BOSTON (AP) — A new report is warning that improvements in the quality of beaches in the metropolitan Boston area in recent years are being threatened by budget and staffing cuts to the state agency overseeing them.
A draft report by the Metropolitan Beaches Commission obtained by The Associated Press is calling for the hiring of more full-time and seasonal employees, from beach managers to workers who help clean the sand.
The report also makes a series of recommendations about ways to improve the seaside experience, including instituting trolley shuttle services to some beaches, allowing kayak rentals and enhancing bicycle and pedestrian connections between beaches.
State Sen. Thomas McGee, co-chairman of the commission, said many of the beaches were in rough shape before the commission issued its first recommendations in 2007. He said the state was able to make real progress, and the investments made a difference.
McGee said it’s important not to let those improvements slip away.
“We need to go from beaches that are good to beaches that are great,” he said. “We heard that loud and clear. If they can go to the beaches and really enjoy them, people understand that we are doing the right thing.”
Bruce Berman of the group Save the Harbor/Save the Bay, which worked with the commission, said staffing levels at the Department of Conservation and Recreation have slipped in recent years as the state faced tighter budgets.
“The bad news is that the gains we made are at risk because of the erosion of DCR’s budget during the recession,” Berman said.
The report warns that “chronic underfunding of DCR as a whole challenges its ability to meet its commitments to public and its mission as an agency” and that an extra $7 million to $10 million made be needed in annual operating funds to meet those commitments.
The report also looked at other ways to improve the beach-going experience.
One long-standing bone of contention has been the question of dogs and dog owners who want to take advantage of the beaches. Berman said the public is split between those who think there should be opportunities for dogs on the beaches all the time and those who think dogs and the problem of dog waste should be banned.
He said one possible solution is the adoption of beach dog parks — areas where dogs would be allowed and where there would be pressure on dog owners to clean up after their pets.

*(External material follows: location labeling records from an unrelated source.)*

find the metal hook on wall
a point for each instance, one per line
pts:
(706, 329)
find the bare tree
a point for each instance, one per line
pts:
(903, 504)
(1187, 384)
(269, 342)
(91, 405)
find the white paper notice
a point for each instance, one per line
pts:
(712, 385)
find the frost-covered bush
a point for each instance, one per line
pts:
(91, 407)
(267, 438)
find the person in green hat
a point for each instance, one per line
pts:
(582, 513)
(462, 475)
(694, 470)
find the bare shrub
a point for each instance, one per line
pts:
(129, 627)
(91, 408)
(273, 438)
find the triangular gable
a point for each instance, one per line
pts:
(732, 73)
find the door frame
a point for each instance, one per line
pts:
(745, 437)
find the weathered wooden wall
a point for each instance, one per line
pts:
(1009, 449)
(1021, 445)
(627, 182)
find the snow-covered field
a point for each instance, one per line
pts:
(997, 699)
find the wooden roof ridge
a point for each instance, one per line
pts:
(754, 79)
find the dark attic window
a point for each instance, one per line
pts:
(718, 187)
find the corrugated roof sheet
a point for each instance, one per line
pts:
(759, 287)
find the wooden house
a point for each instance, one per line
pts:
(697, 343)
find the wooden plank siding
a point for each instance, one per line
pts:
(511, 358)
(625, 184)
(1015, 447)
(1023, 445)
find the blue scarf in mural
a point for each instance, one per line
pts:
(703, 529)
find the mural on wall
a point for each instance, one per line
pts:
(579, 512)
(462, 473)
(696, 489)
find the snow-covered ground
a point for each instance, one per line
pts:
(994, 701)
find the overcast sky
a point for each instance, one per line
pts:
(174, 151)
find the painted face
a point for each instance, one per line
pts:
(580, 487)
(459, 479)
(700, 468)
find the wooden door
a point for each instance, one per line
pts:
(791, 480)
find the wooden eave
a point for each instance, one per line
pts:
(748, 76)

The report also suggested offering more commercial concessions like refreshment stands and kayak rentals on the beaches.
Another source of frustration for some beachgoers are the piping plovers that nest on two of the beaches in Revere and Winthrop, forcing officials to cordon off the nesting areas. Berman said instead of using police caution tape, the areas could be identified in a more appealing way to designate the nests.
“That way it won’t look like a crime scene,” he said.
The report also makes specific recommendations for improvements to each of the dozen or so beaches looked at by the commission.
The Massachusetts Legislature formed Metropolitan Beaches Commission in 2006 to take an in-depth look at beaches that the Department of Conservation and Recreation manages in Nahant, Lynn, Revere, Winthrop, East Boston, South Boston, Dorchester, Quincy and Hull.
Berman said the commission will accept public comments through March 1 before releasing a final version of the report.